O orçamento para 2019 enviado pelo governo argentino ao Congresso, ainda sob debate dos parlamentares, estimou que este ano deve terminar com uma inflação de 42%. Seria a taxa mais alta dos últimos 27 anos, mas a estimativa é considerada conservadora pelos analistas de mercado e até mesmo por fontes do banco central argentino, que calculam um aumento de preços de até 48% em 2018, superado na América do Sul apenas pela hiperinflação venezuelana.
O clima de incerteza aumentou na sexta-feira, com nova disparada do dólar na Argentina. A moeda americana superou a barreira dos 42 pesos, subindo quase 4% em relação ao dia anterior.

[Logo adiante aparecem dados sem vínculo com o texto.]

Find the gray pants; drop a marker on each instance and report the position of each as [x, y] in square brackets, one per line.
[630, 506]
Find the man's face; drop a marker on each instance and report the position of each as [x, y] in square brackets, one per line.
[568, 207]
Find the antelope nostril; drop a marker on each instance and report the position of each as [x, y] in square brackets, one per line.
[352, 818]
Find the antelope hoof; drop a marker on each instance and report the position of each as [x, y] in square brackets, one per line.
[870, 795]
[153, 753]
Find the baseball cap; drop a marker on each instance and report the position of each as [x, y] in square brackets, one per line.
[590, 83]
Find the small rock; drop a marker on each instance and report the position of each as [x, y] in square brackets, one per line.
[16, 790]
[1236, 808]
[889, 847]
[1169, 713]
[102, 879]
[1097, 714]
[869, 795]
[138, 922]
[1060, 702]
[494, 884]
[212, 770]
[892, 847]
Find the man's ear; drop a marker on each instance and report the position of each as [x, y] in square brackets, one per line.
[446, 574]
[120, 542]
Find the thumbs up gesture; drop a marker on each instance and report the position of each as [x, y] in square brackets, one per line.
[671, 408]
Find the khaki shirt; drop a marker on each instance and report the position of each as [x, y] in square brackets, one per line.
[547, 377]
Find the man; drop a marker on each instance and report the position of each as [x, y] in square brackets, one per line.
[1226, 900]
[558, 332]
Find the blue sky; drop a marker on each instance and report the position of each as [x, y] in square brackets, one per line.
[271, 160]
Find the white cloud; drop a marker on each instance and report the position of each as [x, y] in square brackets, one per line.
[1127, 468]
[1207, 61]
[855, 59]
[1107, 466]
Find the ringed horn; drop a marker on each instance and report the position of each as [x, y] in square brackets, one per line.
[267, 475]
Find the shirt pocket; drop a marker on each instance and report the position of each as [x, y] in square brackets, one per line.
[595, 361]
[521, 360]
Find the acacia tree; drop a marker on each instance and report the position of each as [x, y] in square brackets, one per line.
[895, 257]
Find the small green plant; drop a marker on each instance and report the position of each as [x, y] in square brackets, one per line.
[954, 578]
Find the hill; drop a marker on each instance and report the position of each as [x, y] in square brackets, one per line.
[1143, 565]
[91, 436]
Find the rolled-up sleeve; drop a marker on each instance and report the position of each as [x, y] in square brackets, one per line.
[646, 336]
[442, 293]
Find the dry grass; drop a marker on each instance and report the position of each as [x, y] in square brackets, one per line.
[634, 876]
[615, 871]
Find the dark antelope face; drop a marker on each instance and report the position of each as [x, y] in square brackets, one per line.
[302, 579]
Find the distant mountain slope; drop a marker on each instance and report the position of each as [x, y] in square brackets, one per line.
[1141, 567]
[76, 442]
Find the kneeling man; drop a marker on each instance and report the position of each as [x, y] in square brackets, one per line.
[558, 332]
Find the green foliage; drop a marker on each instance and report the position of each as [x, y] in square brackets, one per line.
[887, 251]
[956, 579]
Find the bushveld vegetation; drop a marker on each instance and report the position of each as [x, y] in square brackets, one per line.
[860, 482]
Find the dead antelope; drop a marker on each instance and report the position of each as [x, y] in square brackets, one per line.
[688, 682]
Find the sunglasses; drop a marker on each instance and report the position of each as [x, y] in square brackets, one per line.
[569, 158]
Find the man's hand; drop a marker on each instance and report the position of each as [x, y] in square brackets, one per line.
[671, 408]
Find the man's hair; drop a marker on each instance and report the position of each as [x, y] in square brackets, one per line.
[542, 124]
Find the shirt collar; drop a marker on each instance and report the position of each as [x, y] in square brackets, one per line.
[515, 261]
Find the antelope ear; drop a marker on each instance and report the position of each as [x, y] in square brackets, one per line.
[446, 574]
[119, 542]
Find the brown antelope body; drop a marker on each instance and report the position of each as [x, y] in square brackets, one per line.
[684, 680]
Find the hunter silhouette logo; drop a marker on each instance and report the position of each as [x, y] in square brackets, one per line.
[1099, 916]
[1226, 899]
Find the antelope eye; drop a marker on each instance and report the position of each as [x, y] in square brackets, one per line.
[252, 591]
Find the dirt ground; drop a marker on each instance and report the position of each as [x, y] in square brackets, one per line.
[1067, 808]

Os temores estão relacionados ao novo sistema de bandas cambiais anunciado na última quarta-feira pelo novo presidente do Banco Central da Argentina, Guido Sandleris, o terceiro em quatro meses. A medida prevê intervenções da instituição no mercado cambial quando o dólar estiver abaixo de 34 pesos e acima de 44. Trata-se de uma novidade para a Argentina, implementada em momentos de extrema volatilidade cambial e de desconfiança nos mercados externos. Paralelamente, o novo presidente do BC argentino comunicou que a instituição não terá mais metas de inflação.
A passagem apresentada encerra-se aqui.